Data Format Description Language (DFDL) Processor Example
This module is a example how to process a binary using a DFDL definition. The DFDL definitions are stored in a Firestore database.
The application send a request with the binary to process to a pubsub topic.
The processor service subscribes to the topic, processes every message, applies the definition and publishes the json result to a topic in pubsub.
Google’s open-source solution to DFDL Processing
.
└── dfdl_example
├── examples # Contain a binary and dfdl definition to be used to run this example
└── src
└── main
└── java
└── com.example.dfdl
├── DfdlDef # Embedded entiites
├── DfdlDefRepository # A Firestore Reactive Repository
├── DfdlService # Processes the binary using a dfdl definition and output a json
├── FirestoreService # Reads dfdl definitons from a firestore database
├── MessageController # Publishes message to a topic with a binary to be processed.
├── Processor # Allows cachaching abstraction in Spring for the DataProcessor.
├── ProcessorDataService # Helper class to enable cachaching abstraction in Spring
├── ProcessorService # Initializes components, configurations and services.
├── PubSubServer # Publishes and subscribes to topics using channels adapters.
└── README.md
└── resources
└── application.properties
└── pom.xml
- Cloud Firestore
- Cloud Pubsub
- Redis/Memorystore
If you haven't already created a project, create one now. Projects enable you to manage all Google Cloud Platform resources for your app, including deployment, access control, billing, and services.
- Open the Cloud Platform Console.
- In the drop-down menu at the top, select Create a project.
- Give your project a name.
- Make a note of the project ID, which might be different from the project name. The project ID is used in commands and in configurations.
If you haven't already enabled billing for your project, enable billing now. Enabling billing allows is required to use Cloud Bigtable and to create VM instances.
If you haven't already installed the Google Cloud SDK, install the Google Cloud SDK now. The SDK contains tools and libraries that enable you to create and manage resources on Google Cloud Platform.
Set your Google Application Default Credentials by initializing the Google Cloud SDK with the command:
gcloud init
Generate a credentials file by running the application-default login command:
gcloud auth application-default login
How to create a Firestore database instance can be found here
The following doc, Managing firestore using the console, can be used to add data to firestore to run the example.

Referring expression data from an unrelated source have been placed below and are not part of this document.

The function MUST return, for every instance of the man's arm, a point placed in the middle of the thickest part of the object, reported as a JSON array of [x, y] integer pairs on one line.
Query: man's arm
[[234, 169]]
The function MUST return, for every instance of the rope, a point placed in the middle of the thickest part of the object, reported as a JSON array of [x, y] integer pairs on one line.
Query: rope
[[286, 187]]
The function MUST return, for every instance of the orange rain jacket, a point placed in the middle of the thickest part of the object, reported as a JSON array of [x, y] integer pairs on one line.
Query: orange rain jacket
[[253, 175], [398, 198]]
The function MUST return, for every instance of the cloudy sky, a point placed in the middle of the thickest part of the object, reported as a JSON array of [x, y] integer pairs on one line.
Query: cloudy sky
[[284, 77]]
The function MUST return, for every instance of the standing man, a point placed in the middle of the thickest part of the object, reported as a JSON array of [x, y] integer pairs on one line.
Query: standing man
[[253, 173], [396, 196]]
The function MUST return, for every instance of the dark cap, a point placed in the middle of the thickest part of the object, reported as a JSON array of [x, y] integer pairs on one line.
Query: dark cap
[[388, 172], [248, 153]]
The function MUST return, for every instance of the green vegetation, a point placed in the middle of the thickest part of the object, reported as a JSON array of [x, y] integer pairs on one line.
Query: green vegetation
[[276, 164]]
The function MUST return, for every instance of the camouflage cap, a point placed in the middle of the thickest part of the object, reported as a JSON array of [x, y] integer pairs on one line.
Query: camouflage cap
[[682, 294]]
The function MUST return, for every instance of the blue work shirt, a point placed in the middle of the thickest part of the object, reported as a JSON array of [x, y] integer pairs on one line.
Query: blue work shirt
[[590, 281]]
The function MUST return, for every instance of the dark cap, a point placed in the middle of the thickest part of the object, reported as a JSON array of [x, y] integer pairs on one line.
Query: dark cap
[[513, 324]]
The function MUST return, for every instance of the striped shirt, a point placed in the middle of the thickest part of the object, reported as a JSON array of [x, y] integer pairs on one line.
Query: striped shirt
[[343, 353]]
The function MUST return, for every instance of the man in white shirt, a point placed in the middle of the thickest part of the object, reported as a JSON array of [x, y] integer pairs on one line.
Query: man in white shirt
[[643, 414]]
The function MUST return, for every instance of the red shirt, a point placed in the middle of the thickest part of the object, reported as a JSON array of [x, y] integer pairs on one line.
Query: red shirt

This example connects to a Cloud Firestore with a collection with the following specification. The configuration can be changed by changing the application.properties file.
Root collection
dfdl-schemas =>
document_id
binary_example
field_name
definiton
field_type
string
field_value:
<?xml version="1.0" encoding="UTF-8"?>
<xs:schema xmlns:xs="http://www.w3.org/2001/XMLSchema"
targetNamespace="http://com.example.com/dfdl/"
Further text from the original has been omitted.